Pocos films respetan tanto la inteligencia del espectador. Aquí no hay margen para la distracción, ni explicaciones intercaladas cada tanto para ordenar las piezas y comprender las estrategias que Smiley aplica en su espinosa búsqueda de la verdad. Esas estrategias se irán revelando poco a poco a medida que avanza el relato. Todos los personajes tienen su lado oscuro; la ambigüedad abunda. Hay que estar atento no sólo a las palabras y a lo que ellas pueden esconder, sino a mínimos gestos, a cada detalle de la imagen, a los ambientes, la luz, los silencios.
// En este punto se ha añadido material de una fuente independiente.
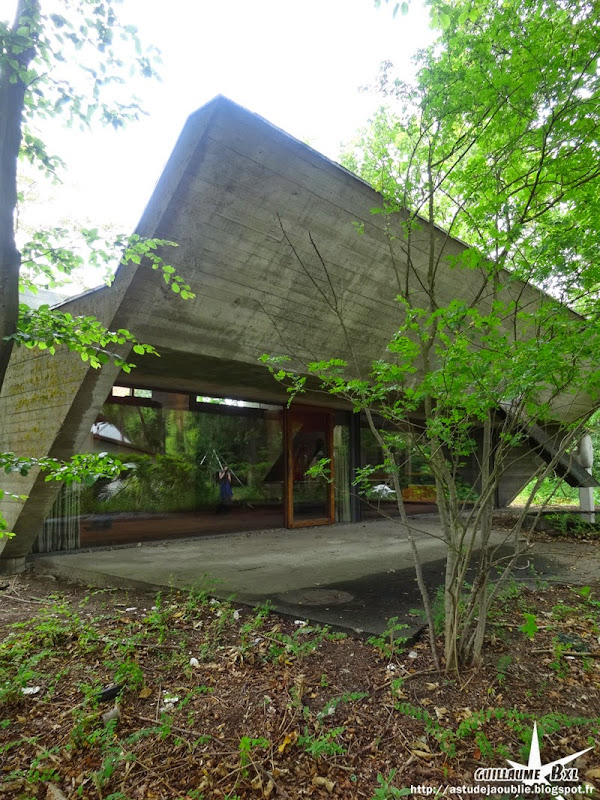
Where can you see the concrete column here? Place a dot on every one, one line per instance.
(586, 494)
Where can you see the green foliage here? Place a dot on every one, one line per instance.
(388, 643)
(321, 745)
(529, 627)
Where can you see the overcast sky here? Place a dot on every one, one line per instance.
(299, 63)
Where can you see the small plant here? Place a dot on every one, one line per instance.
(322, 745)
(331, 705)
(386, 791)
(246, 748)
(388, 643)
(529, 627)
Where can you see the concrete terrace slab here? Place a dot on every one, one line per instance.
(351, 576)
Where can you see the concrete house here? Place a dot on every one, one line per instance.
(243, 200)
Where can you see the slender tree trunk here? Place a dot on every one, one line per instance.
(12, 100)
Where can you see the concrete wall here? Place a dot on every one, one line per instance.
(243, 200)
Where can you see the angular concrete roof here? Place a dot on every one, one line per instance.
(267, 241)
(248, 204)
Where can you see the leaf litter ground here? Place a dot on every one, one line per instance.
(120, 695)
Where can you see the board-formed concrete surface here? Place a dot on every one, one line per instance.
(353, 576)
(267, 240)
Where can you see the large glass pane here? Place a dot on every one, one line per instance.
(193, 466)
(415, 478)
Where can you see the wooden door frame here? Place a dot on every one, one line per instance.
(288, 417)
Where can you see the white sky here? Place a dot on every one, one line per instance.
(298, 63)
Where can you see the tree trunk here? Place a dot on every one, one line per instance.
(12, 100)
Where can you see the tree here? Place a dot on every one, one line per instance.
(76, 65)
(496, 143)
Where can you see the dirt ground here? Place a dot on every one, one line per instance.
(209, 700)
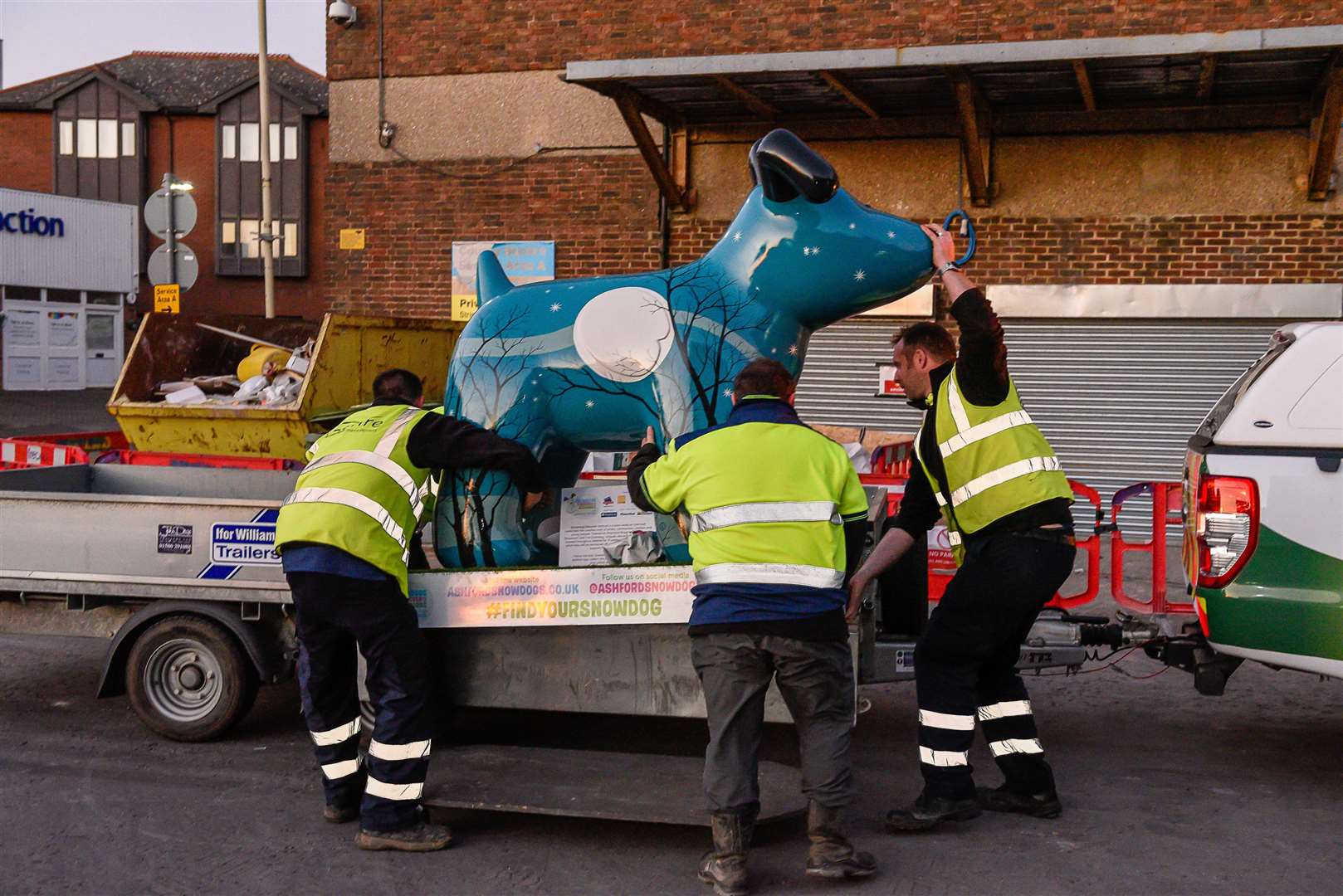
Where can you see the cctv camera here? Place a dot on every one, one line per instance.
(341, 12)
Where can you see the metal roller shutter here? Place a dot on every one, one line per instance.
(1116, 399)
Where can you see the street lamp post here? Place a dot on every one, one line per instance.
(267, 236)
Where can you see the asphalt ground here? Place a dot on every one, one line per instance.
(51, 412)
(1166, 791)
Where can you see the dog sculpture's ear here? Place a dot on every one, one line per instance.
(784, 167)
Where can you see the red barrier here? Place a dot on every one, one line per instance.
(217, 461)
(1091, 547)
(1166, 501)
(19, 455)
(104, 441)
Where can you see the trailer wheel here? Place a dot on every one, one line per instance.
(188, 679)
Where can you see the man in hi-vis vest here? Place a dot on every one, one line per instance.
(986, 469)
(347, 536)
(778, 519)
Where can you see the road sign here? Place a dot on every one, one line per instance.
(183, 212)
(160, 268)
(168, 299)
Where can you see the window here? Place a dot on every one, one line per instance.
(106, 139)
(247, 232)
(23, 293)
(249, 140)
(87, 139)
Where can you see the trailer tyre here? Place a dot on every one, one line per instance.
(188, 679)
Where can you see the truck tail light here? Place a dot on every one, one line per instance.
(1227, 527)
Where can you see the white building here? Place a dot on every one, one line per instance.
(67, 268)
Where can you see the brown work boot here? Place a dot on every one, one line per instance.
(725, 864)
(832, 855)
(421, 839)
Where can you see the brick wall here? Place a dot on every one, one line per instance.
(1175, 249)
(601, 210)
(26, 137)
(510, 35)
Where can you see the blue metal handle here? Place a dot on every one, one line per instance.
(970, 234)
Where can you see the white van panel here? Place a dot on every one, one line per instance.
(1262, 416)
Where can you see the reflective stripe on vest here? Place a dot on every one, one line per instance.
(1004, 475)
(982, 431)
(766, 512)
(354, 501)
(771, 574)
(382, 464)
(388, 441)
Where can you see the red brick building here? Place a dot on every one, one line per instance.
(1155, 186)
(110, 130)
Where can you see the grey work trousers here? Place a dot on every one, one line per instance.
(815, 679)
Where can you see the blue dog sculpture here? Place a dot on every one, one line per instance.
(571, 367)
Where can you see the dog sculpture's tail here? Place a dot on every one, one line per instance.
(491, 280)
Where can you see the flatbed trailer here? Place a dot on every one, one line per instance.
(176, 567)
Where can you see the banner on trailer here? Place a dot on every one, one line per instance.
(580, 597)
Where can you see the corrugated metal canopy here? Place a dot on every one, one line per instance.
(1247, 78)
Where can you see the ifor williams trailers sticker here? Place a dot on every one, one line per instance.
(237, 544)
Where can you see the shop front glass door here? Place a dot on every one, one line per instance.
(102, 347)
El clima de la guerra fría dentro de ese mundo cerrado, nocivo, burocrático donde reina la paranoia y la traición (política y humana) tiene su traducción visual en cada signo de opacidad y vetustez de los claustrofóbicos interiores en los que transcurre la acción tanto como en la conducta de esos grises personajes. Si la intensidad de lo que se narra obliga al espectador a absorber mucho y muy rápido, cada pista falsa y cada dato equívoco -los mismos que a veces también obligan a Smiley a corregir el rumbo- son suficientes para mantener viva la curiosidad. Importa menos la intriga por descubrir quién es el topo que la progresiva revelación del estado de desconfianza e incertidumbre ética que domina esos círculos; una mentalidad que promueve menos una escalada armamentista que un incremento de la paranoia, y se manifiesta de modo no demasiado diferente en el Oeste y en el Este. Al fin, sea cual fuere la identidad del topo, su descubrimiento no significará un triunfo significativo en la defensa de los valores occidentales ni incidirá demasiado en el frágil equilibrio político: sólo resolverá un problema interno en el espionaje británico, que no deja de ser un jugador secundario en una guerra que disputan contendientes más poderosos.
Probablemente, Alfredson se atrevió a concentrar en dos horas una novela tan admirablemente construida y tan densa como la de Le Carré porque contaba con un guión excepcional y porque (ya lo mostró en su ópera prima) sabe valerse de todos los elementos que le ofrece el lenguaje del cine para orquestarlos con maestría. En El topo , si bien no abunda la acción y la violencia suele ser sólo una amenaza latente, la tensión es constante; y aunque el paso es calmo como el carácter de Smiley, los hechos se suceden con rapidez. Cada aspecto de la puesta en escena reclama atención -se ha dicho- y en especial el escrupuloso trabajo con los actores. En papeles que tienen la consistencia y la riqueza de matices que sabe conferirles un maestro como Le Carré, cada intérprete -de John Hurt a Tom Hardy, de David Dencik a Colin Firth-, hace una verdadera creación. No hay palabras para celebrar el triunfo de Gary Oldman: la minuciosa elaboración que le ha permitido hacer perceptible, con tamaña economía de recursos, la compleja, conmovedora interioridad de un ser tan lacónico como Smiley es el testimonio más rotundo de su inmenso talento.